Lorsque la valeur adaptative d’un trait est influencée par son degré de fréquence par rapport à différents traits au sein d’une population, on parle de sélection dépendante de la fréquence. La sélection qui dépend de la fréquence peut se produire entre les espèces ou au sein d’une seule espèce. Ce type de sélection peut être positif, avec des phénotypes plus courants ayant une valeur adaptative plus élevée, ou négatif, avec des phénotypes plus rares conférant une valeur adaptative accrue.
Dans la sélection positive dépendante de la fréquence, les phénotypes communs ont un avantage adaptatif.
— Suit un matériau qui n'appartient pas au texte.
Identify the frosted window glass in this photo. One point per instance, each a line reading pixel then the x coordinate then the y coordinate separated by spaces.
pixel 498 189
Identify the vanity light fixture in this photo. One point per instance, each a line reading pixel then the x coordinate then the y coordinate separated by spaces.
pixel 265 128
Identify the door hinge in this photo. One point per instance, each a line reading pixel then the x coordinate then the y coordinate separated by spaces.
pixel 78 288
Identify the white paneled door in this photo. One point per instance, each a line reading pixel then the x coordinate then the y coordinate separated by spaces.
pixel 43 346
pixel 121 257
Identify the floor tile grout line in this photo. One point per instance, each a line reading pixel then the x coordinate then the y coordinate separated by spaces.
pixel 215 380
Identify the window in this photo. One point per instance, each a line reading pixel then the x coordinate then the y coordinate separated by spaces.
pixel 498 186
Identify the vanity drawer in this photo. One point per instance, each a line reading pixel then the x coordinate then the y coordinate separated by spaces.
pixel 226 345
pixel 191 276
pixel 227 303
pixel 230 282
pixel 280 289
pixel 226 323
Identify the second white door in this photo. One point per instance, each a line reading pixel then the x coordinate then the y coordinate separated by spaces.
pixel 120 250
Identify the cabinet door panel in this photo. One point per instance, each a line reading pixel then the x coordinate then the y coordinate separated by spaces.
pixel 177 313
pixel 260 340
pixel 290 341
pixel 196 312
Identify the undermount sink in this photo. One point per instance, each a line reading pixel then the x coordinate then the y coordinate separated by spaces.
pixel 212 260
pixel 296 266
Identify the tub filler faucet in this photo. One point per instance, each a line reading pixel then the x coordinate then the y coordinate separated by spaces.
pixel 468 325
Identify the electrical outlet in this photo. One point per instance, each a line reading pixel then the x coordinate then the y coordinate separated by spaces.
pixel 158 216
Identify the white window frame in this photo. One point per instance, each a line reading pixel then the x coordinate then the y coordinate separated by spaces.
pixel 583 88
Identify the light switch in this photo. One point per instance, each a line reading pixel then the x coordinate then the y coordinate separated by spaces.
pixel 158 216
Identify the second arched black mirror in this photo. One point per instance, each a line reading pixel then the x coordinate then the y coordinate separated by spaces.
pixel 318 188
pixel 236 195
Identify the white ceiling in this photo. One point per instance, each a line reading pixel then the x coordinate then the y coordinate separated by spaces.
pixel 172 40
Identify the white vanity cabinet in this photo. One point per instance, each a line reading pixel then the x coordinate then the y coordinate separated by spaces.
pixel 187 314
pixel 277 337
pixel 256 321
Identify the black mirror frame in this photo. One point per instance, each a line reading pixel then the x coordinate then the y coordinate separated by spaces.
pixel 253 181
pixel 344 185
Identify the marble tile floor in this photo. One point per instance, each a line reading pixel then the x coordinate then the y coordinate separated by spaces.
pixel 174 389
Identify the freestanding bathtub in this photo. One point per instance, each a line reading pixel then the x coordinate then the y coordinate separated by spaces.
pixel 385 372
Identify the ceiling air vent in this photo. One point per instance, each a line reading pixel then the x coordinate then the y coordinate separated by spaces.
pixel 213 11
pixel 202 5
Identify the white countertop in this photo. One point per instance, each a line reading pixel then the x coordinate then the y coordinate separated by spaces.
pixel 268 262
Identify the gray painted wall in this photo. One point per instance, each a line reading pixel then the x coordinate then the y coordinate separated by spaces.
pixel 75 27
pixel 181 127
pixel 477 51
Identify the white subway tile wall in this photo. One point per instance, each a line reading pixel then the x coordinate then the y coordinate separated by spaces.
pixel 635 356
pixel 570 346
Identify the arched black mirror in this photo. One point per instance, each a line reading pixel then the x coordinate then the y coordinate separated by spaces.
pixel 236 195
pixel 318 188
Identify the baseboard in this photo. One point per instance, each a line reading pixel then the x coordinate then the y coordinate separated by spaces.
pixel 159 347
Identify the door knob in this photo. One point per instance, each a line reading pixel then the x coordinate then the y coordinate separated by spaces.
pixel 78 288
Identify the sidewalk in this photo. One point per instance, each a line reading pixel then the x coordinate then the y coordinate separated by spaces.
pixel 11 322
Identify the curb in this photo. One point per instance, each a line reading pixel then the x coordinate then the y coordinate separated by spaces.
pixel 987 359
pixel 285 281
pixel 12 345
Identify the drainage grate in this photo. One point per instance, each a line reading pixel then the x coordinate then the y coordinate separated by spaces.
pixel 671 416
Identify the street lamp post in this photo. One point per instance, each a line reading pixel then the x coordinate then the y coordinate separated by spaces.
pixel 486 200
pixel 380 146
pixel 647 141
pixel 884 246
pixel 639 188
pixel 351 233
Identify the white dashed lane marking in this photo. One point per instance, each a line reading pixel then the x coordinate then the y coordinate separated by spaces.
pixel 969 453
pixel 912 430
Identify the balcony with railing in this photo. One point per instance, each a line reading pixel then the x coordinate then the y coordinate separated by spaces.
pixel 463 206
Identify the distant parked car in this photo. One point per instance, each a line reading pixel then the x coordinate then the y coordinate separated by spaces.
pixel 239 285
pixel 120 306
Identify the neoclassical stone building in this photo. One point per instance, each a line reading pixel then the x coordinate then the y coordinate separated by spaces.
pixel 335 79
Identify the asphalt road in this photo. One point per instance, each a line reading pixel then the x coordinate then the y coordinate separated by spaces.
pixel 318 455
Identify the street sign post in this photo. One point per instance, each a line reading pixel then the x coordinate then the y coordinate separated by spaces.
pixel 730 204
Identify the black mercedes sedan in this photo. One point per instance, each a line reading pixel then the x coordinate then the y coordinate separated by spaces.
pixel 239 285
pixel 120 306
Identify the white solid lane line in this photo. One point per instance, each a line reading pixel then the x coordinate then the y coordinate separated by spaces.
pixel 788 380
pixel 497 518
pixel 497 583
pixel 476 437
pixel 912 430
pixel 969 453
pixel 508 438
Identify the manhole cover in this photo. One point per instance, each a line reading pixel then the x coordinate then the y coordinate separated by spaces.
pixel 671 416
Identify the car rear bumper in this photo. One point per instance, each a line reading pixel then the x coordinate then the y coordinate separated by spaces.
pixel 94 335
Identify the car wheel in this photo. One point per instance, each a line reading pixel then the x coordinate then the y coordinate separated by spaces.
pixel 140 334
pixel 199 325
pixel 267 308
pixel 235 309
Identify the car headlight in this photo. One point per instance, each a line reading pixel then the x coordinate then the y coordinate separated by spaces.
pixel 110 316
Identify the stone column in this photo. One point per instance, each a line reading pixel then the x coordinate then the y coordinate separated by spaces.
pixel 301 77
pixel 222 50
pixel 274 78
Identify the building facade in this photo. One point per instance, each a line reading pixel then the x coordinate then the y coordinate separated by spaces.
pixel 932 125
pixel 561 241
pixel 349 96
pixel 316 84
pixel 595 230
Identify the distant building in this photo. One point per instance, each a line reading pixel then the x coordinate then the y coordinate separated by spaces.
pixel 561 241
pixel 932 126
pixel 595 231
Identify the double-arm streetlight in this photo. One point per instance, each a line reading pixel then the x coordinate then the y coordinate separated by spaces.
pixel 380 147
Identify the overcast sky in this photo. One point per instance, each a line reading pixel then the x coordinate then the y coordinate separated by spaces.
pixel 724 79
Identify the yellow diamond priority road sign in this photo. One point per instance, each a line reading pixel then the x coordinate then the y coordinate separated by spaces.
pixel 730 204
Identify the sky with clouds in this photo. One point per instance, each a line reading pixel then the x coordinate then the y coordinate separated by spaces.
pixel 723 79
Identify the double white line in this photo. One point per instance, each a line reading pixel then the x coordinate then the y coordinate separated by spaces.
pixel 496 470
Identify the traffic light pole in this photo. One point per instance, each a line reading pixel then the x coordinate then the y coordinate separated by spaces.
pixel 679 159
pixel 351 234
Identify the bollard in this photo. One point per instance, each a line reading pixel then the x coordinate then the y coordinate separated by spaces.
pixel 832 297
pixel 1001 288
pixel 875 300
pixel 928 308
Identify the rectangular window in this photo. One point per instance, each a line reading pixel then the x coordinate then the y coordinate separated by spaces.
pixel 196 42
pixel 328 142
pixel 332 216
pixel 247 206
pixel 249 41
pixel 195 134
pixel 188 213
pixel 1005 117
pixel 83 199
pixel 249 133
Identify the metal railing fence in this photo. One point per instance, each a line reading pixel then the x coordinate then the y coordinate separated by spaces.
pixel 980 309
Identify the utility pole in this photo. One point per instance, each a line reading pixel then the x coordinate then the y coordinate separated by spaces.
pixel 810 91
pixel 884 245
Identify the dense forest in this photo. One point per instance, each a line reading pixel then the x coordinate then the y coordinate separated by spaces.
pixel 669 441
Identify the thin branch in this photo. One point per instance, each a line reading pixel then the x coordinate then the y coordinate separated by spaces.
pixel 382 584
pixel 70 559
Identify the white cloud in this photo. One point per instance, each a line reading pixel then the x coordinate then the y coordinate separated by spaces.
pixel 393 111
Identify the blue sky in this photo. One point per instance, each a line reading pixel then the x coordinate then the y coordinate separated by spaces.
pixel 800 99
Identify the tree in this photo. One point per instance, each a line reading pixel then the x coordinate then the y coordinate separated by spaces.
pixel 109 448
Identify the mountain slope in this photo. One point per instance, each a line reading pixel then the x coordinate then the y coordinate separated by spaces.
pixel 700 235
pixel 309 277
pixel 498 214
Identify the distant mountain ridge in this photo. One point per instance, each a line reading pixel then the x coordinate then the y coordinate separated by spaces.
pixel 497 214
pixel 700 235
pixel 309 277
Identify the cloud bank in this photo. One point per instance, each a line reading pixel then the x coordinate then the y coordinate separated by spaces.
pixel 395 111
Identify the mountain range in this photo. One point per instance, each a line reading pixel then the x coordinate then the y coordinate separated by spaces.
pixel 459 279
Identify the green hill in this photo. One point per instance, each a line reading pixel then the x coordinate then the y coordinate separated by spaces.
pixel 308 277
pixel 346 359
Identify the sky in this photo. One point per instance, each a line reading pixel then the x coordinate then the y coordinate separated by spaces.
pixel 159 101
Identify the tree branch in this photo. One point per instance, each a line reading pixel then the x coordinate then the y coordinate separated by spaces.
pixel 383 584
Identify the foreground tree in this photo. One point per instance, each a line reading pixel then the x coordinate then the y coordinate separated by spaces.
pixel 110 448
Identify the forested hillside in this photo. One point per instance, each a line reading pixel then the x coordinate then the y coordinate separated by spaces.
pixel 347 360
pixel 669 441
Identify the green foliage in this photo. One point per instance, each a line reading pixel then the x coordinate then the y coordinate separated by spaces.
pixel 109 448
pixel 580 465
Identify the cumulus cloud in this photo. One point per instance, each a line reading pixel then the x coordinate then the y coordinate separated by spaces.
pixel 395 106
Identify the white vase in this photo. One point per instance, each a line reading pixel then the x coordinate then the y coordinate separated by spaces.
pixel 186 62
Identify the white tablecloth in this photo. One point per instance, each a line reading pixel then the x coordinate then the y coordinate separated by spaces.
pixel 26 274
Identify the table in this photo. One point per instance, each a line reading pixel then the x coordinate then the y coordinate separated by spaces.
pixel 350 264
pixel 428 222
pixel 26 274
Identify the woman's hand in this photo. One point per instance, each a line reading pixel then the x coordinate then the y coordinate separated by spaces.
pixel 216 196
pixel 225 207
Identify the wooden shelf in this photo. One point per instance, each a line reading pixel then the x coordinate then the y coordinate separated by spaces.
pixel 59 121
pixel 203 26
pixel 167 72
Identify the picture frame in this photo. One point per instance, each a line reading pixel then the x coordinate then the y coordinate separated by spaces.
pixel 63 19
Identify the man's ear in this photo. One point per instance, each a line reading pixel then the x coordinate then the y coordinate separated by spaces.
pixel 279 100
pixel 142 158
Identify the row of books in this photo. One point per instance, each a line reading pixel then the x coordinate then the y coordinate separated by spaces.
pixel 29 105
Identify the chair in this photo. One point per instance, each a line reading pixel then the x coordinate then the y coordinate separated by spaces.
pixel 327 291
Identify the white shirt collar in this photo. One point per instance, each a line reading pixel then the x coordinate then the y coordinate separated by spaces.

Ce cas de figure est souvent observé dans les interactions où le mimétisme est impliqué. Dans la région néotropicale d’Amérique centrale, les espèces de papillons Heliconius cydno et Heliconius sapho sont impliquées dans un partenariat de mimétisme müllerien. Les deux papillons sont noirs et blancs, un signal aposématique commun dans le règne animal qui met en garde contre la toxicité, le venin, le mauvais goût, ou d’autres moyens de dissuasion des prédateurs.p>
Fait intéressant, H. cydno peut s’hybrider avec une espèce sœur étroitement apparentée, H. melpomene, et produire des descendants. H. melpomene est principalement noir et rouge. Les descendants hybrides blancs-rouges-noirs mixtes qui en résultent sont nettement moins adaptés. En plus du fait que les hybrides femelles sont stériles, les prédateurs ne reconnaissent pas les couleurs comme des avertissements dissuasifs, et les papillons de l’une ou l’autre espèce parentale ne reconnaissent pas les hybrides comme des partenaires potentiels. Par conséquent, le phénotype le plus courant, noir et blanc, est sélectionné. Cependant, plus les hybrides blanc-rouge-noir deviennent fréquents, plus le phénotype devient relativement adapté parce que les prédateurs sont plus susceptibles d’avoir appris le modèle d’avertissement grâce à une précédente rencontre avec un autre individu hybride.
La sélection négative dépendante de la fréquence est une forme de sélection dans laquelle les phénotypes courants sont sélectionnés. Un type de sélection négative dépendante de la fréquence se produit lorsque des phénotypes rares d’une espèce de proie confèrent une meilleure valeur adaptative parce que les prédateurs ne reconnaissent pas les organismes comme des proies. C’est ce qu’on appelle la sélection apostatique.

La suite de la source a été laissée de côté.